John Rooker's Revolutionary War Pension

by Louise Pettus

On June 7, 1832 the United States Congress, for the first time, voted to reward eligible Revolutionary War veterans with pensions. It was a little more than 50 years after Yorktown, the last battle of the Revolution. Surviving veterans had to prove their service at the courthouse or swear to a judge. They were required to furnish evidence by "living witnesses, by documentary proof, by traditionary evidence, by incidental evidence, or by the rolls."

John Rooker, aged 77, of York District went to the courthouse and took with him what George Taylor, the examining clerk, called "traditionary evidence." What Rooker furnished was his statement that he entered the service in Franklin, N.C. in August 1776 as a private for 6 months "to go to Kentucky to guard its Inhabitants from the Ravages of the Indians." In March 1777 he volunteered to serve under Colonel Daniel Boone and served under him for 7 months until Colonel Hagans of Virginia brought a reenforcement of 100 men. After this service Rooker returned to North Carolina and stayed until December 6, 1790 when he "Removed to South Carolina York District."

Rooker had no written evidence, no discharge papers, and knew no one in 1832 who could testify of his service. He offered as character witnesses the name of Benjamin Chambers, the Judge of the Court of Ordinary (Probate Judge) of York District and Bartlett Meacham, a citizen of Fort Mill District. Rooker's claim was approved. For the rest of his life Rooker would receive a United States treasury check for $43.35 annually. The widows of veterans were eligible for pensions of lesser amounts if they were married to the pensioner before January 1, 1794.

Five years after her husband's death and a year before she died, Anna Hawkins Rooker, then age 86, applied for her pension. She swore that she married John Rooker in Lincoln County, N.C. sometime in the year 1780. In neither pension application was there any reference to children or other family members who might be able to support their parents. The Rookers had nine children-- four sons and five daughters. Anna Hawkins Rooker also had to have character witnesses. Willis Reeves appeared before James Quinn, a York District Justice of the Peace, and testified to Anna Rooker's character. Reeves also submitted a two page preface torn from a book written by John Rooker. The book was titled "An Essay on the Sovereignty of God" and was published in Charleston by W. Riley in 1839. (A copy of the book is in the Louisville Baptist Seminary - the only known copy.)

In his book preface, Rooker described his military service and its aftermath more fully than he had on his pension application but in neither case did he mention having being wounded in the war. Some of Rooker's parishioners, however, vividly recalled his hands as wounded in the Revolution. In a letter to Lyman Draper in Draper's MSS one man recalled that while Rooker was preaching he would hold up his hands "cut all to pieces by sabre wounds." This in contrast to another veteran who hid his hand inside his coat.
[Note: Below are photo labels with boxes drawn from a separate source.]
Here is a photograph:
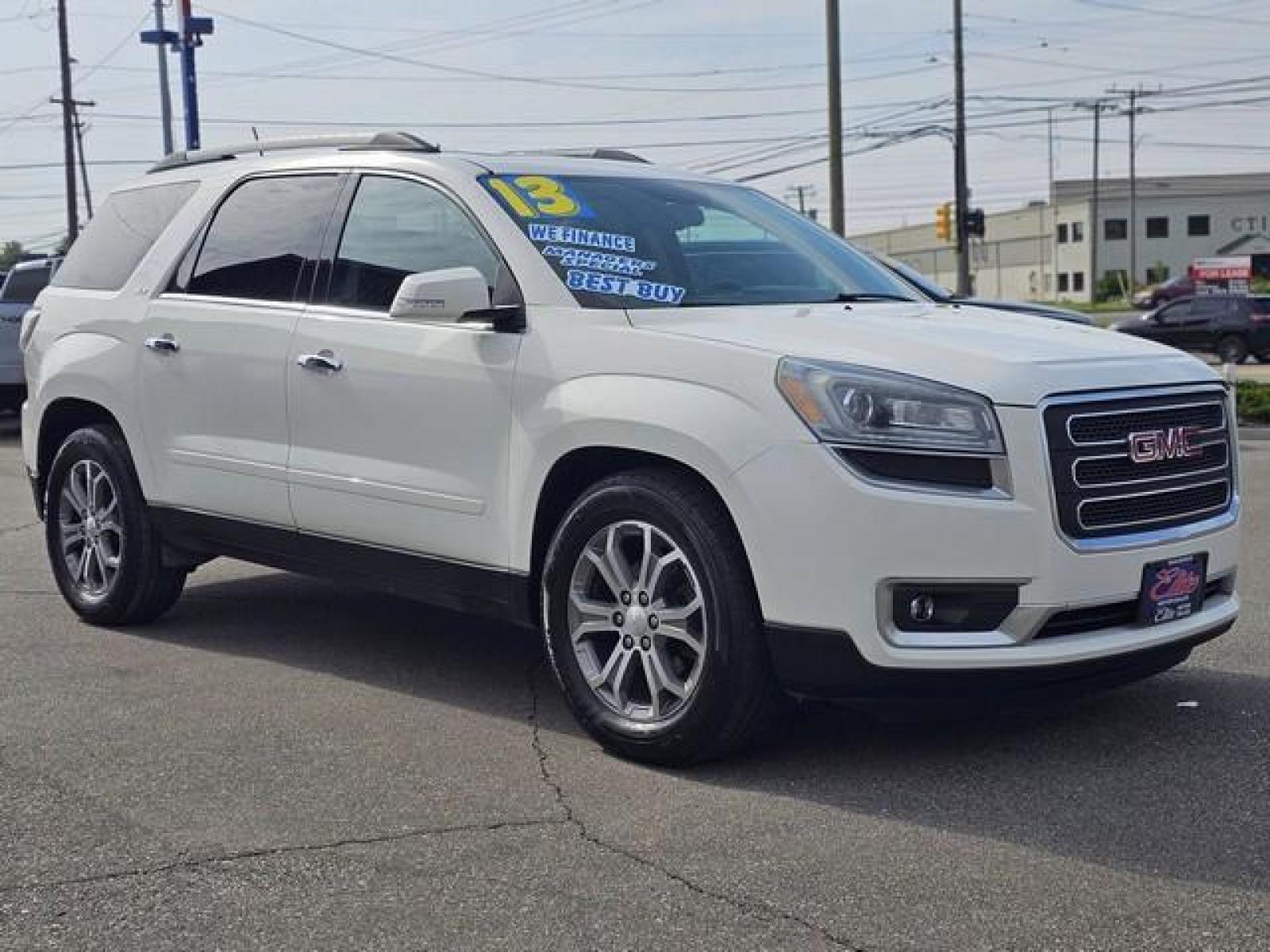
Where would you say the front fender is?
[23,332,151,495]
[510,374,806,571]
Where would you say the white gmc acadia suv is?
[21,133,1240,764]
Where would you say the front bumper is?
[729,406,1240,683]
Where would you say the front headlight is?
[776,357,1006,455]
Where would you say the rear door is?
[140,173,344,528]
[287,174,521,569]
[1141,300,1191,347]
[1179,294,1243,351]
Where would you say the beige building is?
[851,173,1270,301]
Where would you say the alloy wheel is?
[57,459,125,601]
[568,520,710,724]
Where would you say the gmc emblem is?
[1129,427,1204,463]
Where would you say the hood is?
[957,297,1094,324]
[630,302,1219,406]
[1110,311,1156,334]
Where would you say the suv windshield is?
[481,175,914,309]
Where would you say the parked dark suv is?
[1114,294,1270,363]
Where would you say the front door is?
[287,175,521,569]
[140,174,341,528]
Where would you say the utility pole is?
[48,97,97,218]
[155,0,171,155]
[785,186,815,218]
[1088,99,1103,297]
[1107,85,1151,294]
[57,0,79,245]
[141,0,214,152]
[952,0,974,297]
[1040,108,1058,298]
[71,99,97,220]
[824,0,847,235]
[1129,89,1138,297]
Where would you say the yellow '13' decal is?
[489,175,582,218]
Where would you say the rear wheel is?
[44,427,186,624]
[544,470,781,766]
[1217,334,1249,363]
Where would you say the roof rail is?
[516,148,652,165]
[148,132,441,171]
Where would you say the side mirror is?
[389,267,491,324]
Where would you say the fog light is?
[891,582,1018,632]
[908,595,935,624]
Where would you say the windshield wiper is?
[826,290,913,305]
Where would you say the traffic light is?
[935,202,952,241]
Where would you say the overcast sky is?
[0,0,1270,250]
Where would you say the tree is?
[0,241,27,271]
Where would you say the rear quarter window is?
[53,182,198,290]
[0,264,52,305]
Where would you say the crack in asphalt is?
[527,660,868,952]
[0,817,568,895]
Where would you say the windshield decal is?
[487,175,595,218]
[565,268,687,305]
[542,245,656,278]
[529,224,635,254]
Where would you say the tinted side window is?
[1160,301,1190,324]
[1191,297,1232,321]
[0,267,48,305]
[186,175,339,301]
[53,182,198,290]
[330,175,500,311]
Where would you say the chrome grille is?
[1044,390,1234,538]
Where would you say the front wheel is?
[44,427,186,624]
[1217,334,1249,363]
[542,470,779,766]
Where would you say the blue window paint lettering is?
[565,268,686,305]
[529,222,635,252]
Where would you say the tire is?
[44,425,187,624]
[542,470,783,766]
[1217,334,1249,363]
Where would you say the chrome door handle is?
[146,334,180,354]
[296,351,344,370]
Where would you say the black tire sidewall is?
[544,480,757,760]
[44,427,148,624]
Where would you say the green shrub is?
[1237,379,1270,424]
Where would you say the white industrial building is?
[849,173,1270,301]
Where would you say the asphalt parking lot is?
[0,416,1270,950]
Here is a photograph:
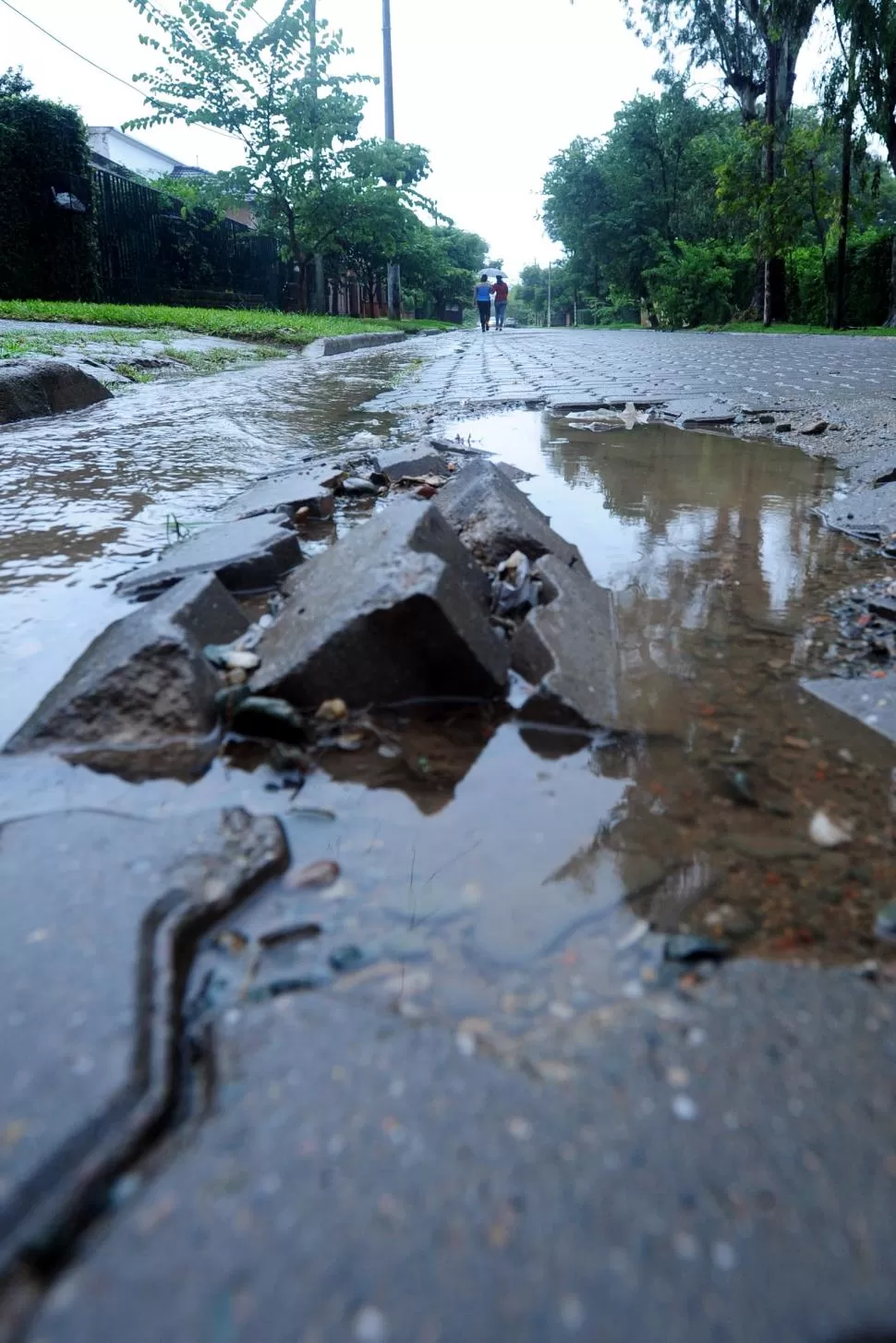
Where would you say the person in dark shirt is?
[476,274,491,332]
[491,275,511,332]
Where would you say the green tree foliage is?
[0,91,97,299]
[123,0,462,312]
[130,0,364,260]
[544,85,896,325]
[0,66,33,98]
[544,83,737,305]
[628,0,821,322]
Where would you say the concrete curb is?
[307,332,408,358]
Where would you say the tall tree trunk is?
[762,42,781,326]
[308,0,326,314]
[884,233,896,326]
[831,29,857,329]
[831,120,853,331]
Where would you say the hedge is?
[0,97,98,299]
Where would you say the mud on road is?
[0,337,896,1340]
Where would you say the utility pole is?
[382,0,402,322]
[308,0,326,313]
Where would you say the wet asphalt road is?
[0,332,896,1343]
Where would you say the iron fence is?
[91,168,281,308]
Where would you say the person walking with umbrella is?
[491,275,511,332]
[476,272,491,332]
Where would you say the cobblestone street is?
[0,329,896,1343]
[386,328,896,496]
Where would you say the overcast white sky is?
[0,0,822,274]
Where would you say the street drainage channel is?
[173,411,896,1047]
[3,411,896,1321]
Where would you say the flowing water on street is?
[0,355,896,1076]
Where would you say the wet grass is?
[0,331,147,358]
[0,299,443,346]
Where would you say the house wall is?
[88,127,178,177]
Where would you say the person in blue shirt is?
[476,274,491,332]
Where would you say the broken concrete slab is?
[370,447,449,485]
[511,555,619,728]
[215,467,344,521]
[0,358,112,424]
[29,961,896,1343]
[0,810,289,1276]
[799,672,896,766]
[4,574,248,776]
[117,514,302,598]
[252,500,508,708]
[307,332,407,358]
[437,461,587,574]
[821,482,896,542]
[494,462,535,485]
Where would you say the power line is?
[0,0,239,139]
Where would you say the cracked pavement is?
[0,331,896,1343]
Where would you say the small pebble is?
[672,1231,700,1263]
[560,1293,585,1334]
[672,1095,697,1119]
[712,1240,737,1273]
[352,1305,388,1343]
[666,1068,690,1086]
[508,1115,532,1143]
[875,900,896,941]
[224,648,262,672]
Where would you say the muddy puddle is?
[0,386,896,1080]
[0,346,424,740]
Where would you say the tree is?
[0,66,33,98]
[628,0,822,325]
[834,0,896,326]
[402,224,488,317]
[544,83,736,314]
[129,0,364,270]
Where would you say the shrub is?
[645,242,743,326]
[0,94,97,298]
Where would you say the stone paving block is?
[215,467,343,521]
[0,358,112,424]
[30,962,896,1343]
[799,672,896,761]
[373,447,449,485]
[117,514,302,598]
[315,332,407,357]
[511,555,619,728]
[822,482,896,544]
[435,459,587,572]
[6,574,248,776]
[0,810,287,1277]
[252,500,508,708]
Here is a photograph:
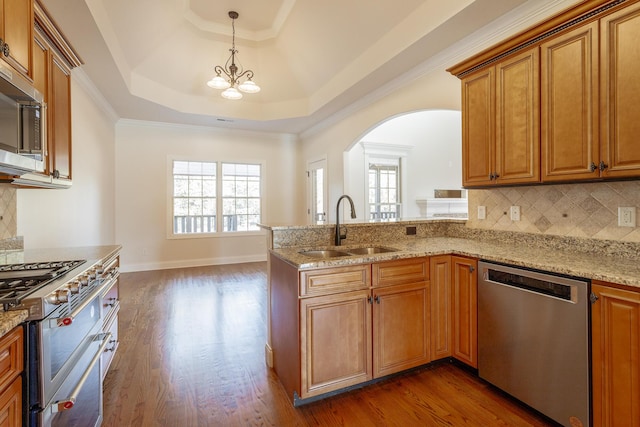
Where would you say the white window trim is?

Rooker occasionally filled in at other Baptist churches. He tried very hard to establish a successful mission among the Catawba Indians. His assistant pastor was Robert Mursh, a full-blooded Pamunkey Indian who had a Catawba Indian wife. He also set up a school in Lancaster District among the Catawbas which was taught by James Lewis. David Hutchison, a state-appointed commissioner for Catawba Indian affairs, once wrote that Reverend Rooker settled near the Catawba towns "with a view of teaching and preaching. I had high hopes that he would be successful...and I believe exerted himself to the best of his abilities. The result of which he candidly acknowledged to me was, that he thought he left them worse than he found them...."

Rooker died June 24, 1840 and is buried at Flint Hill Baptist Church, one of three churches he founded.. Six years later his widow was buried in a field on a farm they once owned near Clover with two sons, Jennings and Joseph Dorris Rooker. Anna never joined her husband's church. She remained a faithful Episcopalian all of her days.